La clessidra d’avorio è un libro straordinario, innanzitutto per il profondo e metodico lavoro di ricerca bibliografica e storica che c’è dietro, ma anche perché scritto egregiamente. La storia è appassionante, i personaggi incredibilmente reali, l’ambientazione affascinante e quasi palpabile e non mancano i colpi di scena, le fughe rocambolesche e gli inseguimenti stile cappa e spada. La ricerca di questo oggetto dotato di straordinari potere alchemici coinvolge fin dalle prima pagine, ci si affeziona immediatamente allo scettico Darius Berthier de Lasalle, a suo figlio Sebastien, al donnaiolo Moran de la Fuente, e li si segue nel loro viaggio sempre con l’ansia che possa succedergli qualcosa, che questa avventura possa riservargli spiacevoli sorprese. Un vecchio diario e un libro sul gioco degli scacchi sembrerebbero essere la via per ritrovare la clessidra, ma il viaggio sarà lungo e pieno di pericoli: da Parigi si arriverà a Bologna, poi a Firenze e infine a Roma, tempio del cristianesimo ma anche leone ferito dalla conquista napoleonica (la vicenda principale è infatti ambientata nel 1800), in un turbinio di vicende che piano piano sveleranno quale sia il reale interesse per questa reliquia e chi, oltre ai nostri eroi, è interessato a recuperarla.

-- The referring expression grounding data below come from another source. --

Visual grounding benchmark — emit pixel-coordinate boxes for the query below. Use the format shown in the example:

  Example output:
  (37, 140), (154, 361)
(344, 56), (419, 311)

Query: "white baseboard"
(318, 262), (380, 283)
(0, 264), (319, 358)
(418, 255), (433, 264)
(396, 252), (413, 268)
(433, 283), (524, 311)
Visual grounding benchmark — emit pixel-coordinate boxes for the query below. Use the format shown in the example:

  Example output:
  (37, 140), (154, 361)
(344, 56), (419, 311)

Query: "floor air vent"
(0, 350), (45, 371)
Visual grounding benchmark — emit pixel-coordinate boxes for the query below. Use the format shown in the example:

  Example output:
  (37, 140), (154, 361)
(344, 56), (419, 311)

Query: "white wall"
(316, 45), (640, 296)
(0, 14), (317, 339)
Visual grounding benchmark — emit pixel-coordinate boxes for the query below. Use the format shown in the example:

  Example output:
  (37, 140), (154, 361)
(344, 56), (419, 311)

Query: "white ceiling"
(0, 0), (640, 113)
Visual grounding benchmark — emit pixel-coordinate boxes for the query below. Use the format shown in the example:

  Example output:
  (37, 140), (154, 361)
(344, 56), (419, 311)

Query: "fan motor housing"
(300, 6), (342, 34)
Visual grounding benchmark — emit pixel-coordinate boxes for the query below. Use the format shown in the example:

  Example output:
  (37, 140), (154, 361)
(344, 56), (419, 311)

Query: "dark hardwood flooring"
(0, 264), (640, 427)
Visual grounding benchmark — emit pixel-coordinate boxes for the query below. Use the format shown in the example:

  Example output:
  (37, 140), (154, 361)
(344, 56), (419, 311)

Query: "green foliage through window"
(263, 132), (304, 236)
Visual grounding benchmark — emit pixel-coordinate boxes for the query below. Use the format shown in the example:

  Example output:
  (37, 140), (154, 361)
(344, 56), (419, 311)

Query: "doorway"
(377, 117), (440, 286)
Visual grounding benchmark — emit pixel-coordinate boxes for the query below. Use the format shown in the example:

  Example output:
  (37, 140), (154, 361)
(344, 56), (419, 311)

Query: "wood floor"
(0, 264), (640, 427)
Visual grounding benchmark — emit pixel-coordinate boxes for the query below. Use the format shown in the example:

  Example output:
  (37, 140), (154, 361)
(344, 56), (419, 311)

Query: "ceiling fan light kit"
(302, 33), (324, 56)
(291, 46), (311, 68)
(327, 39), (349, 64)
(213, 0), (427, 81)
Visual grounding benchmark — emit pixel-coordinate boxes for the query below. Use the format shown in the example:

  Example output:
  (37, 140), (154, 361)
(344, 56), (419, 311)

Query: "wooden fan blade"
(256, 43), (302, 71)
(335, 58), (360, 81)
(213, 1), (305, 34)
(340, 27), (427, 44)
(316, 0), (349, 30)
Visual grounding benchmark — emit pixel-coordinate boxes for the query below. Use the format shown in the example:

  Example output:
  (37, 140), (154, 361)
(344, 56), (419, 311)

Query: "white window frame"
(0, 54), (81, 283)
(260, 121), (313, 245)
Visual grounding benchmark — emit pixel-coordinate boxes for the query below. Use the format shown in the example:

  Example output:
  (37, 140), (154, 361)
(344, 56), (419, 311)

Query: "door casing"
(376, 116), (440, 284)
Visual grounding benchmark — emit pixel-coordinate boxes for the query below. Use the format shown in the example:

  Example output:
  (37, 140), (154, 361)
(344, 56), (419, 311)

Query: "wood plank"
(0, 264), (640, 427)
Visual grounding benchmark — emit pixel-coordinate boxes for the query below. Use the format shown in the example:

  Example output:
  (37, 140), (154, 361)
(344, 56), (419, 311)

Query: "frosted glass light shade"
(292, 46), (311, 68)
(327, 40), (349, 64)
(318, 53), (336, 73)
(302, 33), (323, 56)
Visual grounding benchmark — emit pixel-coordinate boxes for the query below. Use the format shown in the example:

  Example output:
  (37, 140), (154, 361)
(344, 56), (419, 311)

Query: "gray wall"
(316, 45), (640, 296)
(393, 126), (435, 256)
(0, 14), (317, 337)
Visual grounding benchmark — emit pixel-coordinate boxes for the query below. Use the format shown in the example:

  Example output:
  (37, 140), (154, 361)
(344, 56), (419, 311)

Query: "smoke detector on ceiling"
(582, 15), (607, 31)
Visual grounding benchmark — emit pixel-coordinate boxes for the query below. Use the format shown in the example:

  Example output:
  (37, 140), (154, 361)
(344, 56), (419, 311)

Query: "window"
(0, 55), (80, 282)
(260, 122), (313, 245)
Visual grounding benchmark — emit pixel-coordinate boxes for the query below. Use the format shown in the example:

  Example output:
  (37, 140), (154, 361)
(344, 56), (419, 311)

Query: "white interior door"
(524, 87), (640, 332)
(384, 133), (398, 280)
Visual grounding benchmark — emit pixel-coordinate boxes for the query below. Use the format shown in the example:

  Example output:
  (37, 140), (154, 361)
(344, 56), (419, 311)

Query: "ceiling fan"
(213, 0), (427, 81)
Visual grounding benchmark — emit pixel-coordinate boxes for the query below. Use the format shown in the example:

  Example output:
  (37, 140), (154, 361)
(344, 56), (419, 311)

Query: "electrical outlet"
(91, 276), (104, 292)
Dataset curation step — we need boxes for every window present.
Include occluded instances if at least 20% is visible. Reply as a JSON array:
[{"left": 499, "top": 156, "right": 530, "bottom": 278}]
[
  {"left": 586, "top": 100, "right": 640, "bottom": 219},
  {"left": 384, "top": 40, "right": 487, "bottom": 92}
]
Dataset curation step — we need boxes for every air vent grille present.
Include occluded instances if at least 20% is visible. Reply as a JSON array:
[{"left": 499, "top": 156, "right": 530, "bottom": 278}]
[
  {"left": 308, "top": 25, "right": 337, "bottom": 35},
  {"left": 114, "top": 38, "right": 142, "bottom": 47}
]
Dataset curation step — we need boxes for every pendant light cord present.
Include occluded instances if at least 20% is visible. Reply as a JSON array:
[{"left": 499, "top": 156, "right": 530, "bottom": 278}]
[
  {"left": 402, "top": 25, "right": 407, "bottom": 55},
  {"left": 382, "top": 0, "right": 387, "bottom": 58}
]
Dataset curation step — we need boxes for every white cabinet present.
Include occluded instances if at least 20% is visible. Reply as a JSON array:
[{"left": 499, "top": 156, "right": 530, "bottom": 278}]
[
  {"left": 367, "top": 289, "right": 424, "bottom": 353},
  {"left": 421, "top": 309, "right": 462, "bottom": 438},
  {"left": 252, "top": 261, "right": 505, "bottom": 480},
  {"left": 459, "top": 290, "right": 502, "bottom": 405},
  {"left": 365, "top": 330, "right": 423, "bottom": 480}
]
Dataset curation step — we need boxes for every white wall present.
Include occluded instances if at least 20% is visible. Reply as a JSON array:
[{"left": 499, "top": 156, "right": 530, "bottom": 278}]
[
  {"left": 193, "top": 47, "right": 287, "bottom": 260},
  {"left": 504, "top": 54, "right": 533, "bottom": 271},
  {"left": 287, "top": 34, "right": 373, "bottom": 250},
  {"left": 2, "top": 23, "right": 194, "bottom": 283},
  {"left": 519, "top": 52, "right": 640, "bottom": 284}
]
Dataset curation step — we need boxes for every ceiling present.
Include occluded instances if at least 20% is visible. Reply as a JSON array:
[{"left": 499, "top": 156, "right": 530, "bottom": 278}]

Gli autori scelgono un triplice livello da cui raccontare la storia: il resoconto del diario dell’alchimista Giacomo Bandini (che piacere poter leggere l’italiano antico quando ormai la nostra lingua è inquinata da fastidiosi e improvvisati inglesismi), il primo a mettersi alla ricerca della clessidra; le vicende di Darius, del figlio Sebastien e di Moran spinti nella ricerca dallo spirito avventuriero di quest’ultimo; e infine un’occhiata viene gettata anche sui nostri giorni, dove il filo che tanti anni prima aveva legato i protagonisti del libro sembra non volersi spezzare nonostante i secoli passati. Un bellissimo libro, non smetto di ripeterlo, scritto con uno stile impeccabile, alcuni passi sono memorabili come anche i dialoghi sempre concreti, reali e mai scontati o superflui. Un’opera che ho letto con voracità, desideroso di arrivare alla fine per vedere svelati i misteri che avvolgono la clessidra. Uno di quei libri che quando finiscono ti lasciano qualcosa, un vuoto forse, una terribile nostalgia verso quei personaggi che vorresti tanto fossero reali.